渡邊慎二郎 個展「浸透する赤紫色が射し、陰る緑色」

2021.08.27 - 09.20
「植物に成りたい」という欲望から制作を行うアーティスト・渡邊慎二郎の個展「浸透する赤紫色が射し、陰る緑色」が、BLOCK HOUSEで開催される。

 渡邊は1995年愛知県生まれ。2021年東京藝術大学大学院博士課程在籍。空間や場所に浸ることで立ち現れる景色や、事象との対話を通して作品を制作している。「私たち人間の身体は動物性と植物性の両側面で成り立っている」という考え方から、作品を通して人間のなかにある植物性を引き出し、普遍的な生き物としての精神性を獲得することを目的としている。主な展覧会に「Dyadic Stem」(The 5th Floor、東京、2020)、「2020||: Wardian case :||」(BLOCK HOUSE、東京、2020)。

 植物としての「主体」と「環境」の関わり方について、渡邊は、人間の体の器の外側に「環境」があるという関係とは異なり、人間という「主体」と人間の体内という「環境」との関わり方に近いとしながら、人間という「主体」の在り方を変えることで「植物に成れる」と考えている。今回の作品では、人間の体内という「環境」を裏返して、人間の「植物性」を表出させることを試みていると言う。

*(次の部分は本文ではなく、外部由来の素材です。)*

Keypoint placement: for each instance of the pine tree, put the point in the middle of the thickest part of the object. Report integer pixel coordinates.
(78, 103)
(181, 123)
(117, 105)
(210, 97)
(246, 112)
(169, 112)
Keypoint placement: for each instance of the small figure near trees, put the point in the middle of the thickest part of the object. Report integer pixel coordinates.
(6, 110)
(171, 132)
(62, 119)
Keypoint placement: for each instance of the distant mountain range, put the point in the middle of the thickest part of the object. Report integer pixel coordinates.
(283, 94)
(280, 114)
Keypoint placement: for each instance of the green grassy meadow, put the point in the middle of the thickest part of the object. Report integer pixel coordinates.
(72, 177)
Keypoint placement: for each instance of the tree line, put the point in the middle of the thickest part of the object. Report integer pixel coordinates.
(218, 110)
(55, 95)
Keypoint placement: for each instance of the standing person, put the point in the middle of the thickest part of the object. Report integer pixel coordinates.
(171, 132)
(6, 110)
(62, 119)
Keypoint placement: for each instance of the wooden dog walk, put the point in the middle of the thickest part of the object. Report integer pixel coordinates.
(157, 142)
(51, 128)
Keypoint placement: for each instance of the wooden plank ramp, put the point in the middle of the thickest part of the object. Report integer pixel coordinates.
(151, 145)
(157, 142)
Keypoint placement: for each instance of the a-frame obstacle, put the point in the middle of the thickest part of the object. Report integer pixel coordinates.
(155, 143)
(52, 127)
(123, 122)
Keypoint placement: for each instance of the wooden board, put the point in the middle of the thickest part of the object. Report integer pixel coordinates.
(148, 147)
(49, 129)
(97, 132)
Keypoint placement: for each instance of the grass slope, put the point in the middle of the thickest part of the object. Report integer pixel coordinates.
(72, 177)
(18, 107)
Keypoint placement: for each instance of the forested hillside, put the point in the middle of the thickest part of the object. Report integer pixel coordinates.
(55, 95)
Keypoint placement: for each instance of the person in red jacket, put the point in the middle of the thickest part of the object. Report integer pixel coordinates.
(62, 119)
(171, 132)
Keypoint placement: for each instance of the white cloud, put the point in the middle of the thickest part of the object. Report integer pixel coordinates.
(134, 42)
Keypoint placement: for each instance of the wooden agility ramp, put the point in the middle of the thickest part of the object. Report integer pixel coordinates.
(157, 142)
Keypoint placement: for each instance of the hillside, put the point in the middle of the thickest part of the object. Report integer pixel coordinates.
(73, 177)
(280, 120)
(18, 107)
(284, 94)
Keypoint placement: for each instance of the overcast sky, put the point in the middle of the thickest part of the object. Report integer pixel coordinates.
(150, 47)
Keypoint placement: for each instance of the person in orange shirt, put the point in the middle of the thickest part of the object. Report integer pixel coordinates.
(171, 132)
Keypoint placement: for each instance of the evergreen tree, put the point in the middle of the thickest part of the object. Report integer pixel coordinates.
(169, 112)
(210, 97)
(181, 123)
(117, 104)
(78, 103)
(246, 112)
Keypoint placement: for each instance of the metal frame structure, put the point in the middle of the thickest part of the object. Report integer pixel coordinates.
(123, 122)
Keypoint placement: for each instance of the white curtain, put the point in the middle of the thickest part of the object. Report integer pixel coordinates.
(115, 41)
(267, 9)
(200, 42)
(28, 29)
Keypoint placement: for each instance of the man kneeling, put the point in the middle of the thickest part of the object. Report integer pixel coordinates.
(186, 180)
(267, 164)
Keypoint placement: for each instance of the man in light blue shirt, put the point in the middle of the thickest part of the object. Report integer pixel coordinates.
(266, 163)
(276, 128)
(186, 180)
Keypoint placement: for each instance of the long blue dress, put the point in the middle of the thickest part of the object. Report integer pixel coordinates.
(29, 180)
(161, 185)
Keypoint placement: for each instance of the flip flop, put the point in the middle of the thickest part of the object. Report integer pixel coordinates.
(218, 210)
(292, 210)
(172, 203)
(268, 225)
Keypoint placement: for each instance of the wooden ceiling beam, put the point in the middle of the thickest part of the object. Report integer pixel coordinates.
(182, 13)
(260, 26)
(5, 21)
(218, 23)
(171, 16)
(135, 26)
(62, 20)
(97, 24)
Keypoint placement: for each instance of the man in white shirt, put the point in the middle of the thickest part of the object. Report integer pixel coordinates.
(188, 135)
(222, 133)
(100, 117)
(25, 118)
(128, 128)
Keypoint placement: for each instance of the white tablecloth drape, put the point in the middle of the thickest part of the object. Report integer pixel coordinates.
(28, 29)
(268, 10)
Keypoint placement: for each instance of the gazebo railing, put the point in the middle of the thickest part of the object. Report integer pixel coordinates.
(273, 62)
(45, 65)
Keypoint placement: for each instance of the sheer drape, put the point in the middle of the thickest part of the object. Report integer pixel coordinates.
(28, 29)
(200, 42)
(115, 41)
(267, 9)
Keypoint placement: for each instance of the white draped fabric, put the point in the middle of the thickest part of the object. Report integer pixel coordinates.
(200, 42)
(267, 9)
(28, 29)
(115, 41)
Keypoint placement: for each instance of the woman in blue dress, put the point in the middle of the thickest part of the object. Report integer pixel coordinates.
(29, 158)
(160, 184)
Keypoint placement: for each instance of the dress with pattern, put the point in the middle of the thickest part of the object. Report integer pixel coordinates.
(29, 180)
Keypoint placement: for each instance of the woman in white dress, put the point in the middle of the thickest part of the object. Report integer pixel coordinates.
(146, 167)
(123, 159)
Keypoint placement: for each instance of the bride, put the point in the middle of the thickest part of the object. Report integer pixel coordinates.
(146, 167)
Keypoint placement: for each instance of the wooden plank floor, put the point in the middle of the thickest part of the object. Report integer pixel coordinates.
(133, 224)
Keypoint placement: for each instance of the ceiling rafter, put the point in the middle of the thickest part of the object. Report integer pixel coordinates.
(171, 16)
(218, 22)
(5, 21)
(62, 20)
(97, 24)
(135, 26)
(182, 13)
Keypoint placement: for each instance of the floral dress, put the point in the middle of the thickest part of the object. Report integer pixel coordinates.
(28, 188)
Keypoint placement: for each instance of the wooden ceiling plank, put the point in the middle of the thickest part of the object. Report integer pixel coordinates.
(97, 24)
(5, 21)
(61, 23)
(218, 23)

「熱海滞在中に山肌に映る雲の影を眺めていた。海の水平線のような雲の底は大気の中に私たちが包まれていることを実感させてくれる。そして、大地に根を張り地球と接続している植物にとって雲は陰となり雨となり風となり、植物は雲の運動とともに光を求めるため枝葉を伸ばし、酸素を作りだして環境になっていく。人間にも同じような環境があるが体内の器の中に内包されている。植物は大気に向かって直接的に血管を伸ばしていき、人間は体内に向かって間接的に枝葉を伸ばしていき、大気と関わっている。

室内で観葉植物を育てている。赤紫色のLEDは陽の当たらない部屋でも植物を生存可能へ染め上げる。生態に合わせ天気の良い日は日当たりの良い場所へと、寒い日には空調で寒さから身を守り、台風の日にはベランダから部屋の中へと移され、室内という体内で枝葉を伸ばしている。人間に育てられた植物は、与えられた室内という体の器を得ることによって人間性が現出する(渡邊慎二郎)」。